R vs SAS on the Jonckheere-Terpstra test
Comparison
Analysis | Supported in R | Supported in SAS | Results Match | Notes |
---|---|---|---|---|
Jonckheere-Terpstra test using normal approximation | Yes | Yes | Partial match | The test statistics was 184.5 from both languages. Regarding the p-value, R yields 0.002655, and SAS 0.002649 |
Jonckheere-Terpstra test using Monte Carlo approximation for an exact test | Yes | Yes | Partially matching | The resampling number is 10000. The test statistics was 184.5 from both languages. Regarding the p-value, R yields 0.0023, and SAS 0.0016 |
Conclusion
Results from normal approximation
For the test using normal approximation, the results look slightly different. The reason for this gap may be either of the following.
- Continuity correction
- Handling of ties in calculating the variance of the test statistics
- Numerical integration for normal distribution
Regarding continuity correction, the SAS manual mentions that PROC FREQ does not apply it. The DescTools manual does not mention anything about this point.
Regarding variance of the test statistics, it depends only on the “cell counts” in the context of cross tabulation analysis. From the viewpoint of rank tests, it depends on the frequencies of each tie values.
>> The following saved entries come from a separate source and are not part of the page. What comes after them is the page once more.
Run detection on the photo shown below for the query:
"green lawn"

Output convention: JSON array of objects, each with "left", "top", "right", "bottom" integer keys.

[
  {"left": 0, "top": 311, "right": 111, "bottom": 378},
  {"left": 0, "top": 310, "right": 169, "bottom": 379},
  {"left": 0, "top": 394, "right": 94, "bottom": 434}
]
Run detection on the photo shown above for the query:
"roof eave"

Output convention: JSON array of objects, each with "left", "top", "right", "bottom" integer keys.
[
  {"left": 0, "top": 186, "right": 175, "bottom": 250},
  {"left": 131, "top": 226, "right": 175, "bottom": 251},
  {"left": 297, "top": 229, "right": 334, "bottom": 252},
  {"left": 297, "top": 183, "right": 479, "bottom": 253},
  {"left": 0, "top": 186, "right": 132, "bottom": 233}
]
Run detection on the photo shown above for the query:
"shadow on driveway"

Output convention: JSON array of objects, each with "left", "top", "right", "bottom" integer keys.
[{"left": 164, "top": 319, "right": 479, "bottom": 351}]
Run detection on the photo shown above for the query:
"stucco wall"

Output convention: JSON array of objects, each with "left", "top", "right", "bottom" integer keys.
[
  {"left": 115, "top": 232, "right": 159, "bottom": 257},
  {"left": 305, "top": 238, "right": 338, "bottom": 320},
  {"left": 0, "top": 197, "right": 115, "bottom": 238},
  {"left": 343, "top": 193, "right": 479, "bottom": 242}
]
However, since the same test statistics value was given by both R and SAS, it is less likely that a gap exists in calculation variance between languages.
Based on consideration above, the gap looks acceptable. However, it should kept in mind that R and SAS may take different approaches in continuity correction.
Results from Monte Carlo approximation of an exact test
For the test using simulation, the results also look slightly different.
As mentioned above, R and SAS may take different approaches in continuity correction and calculation of variance for the test statistics. In addition, simulation-based results generally differ between different environments.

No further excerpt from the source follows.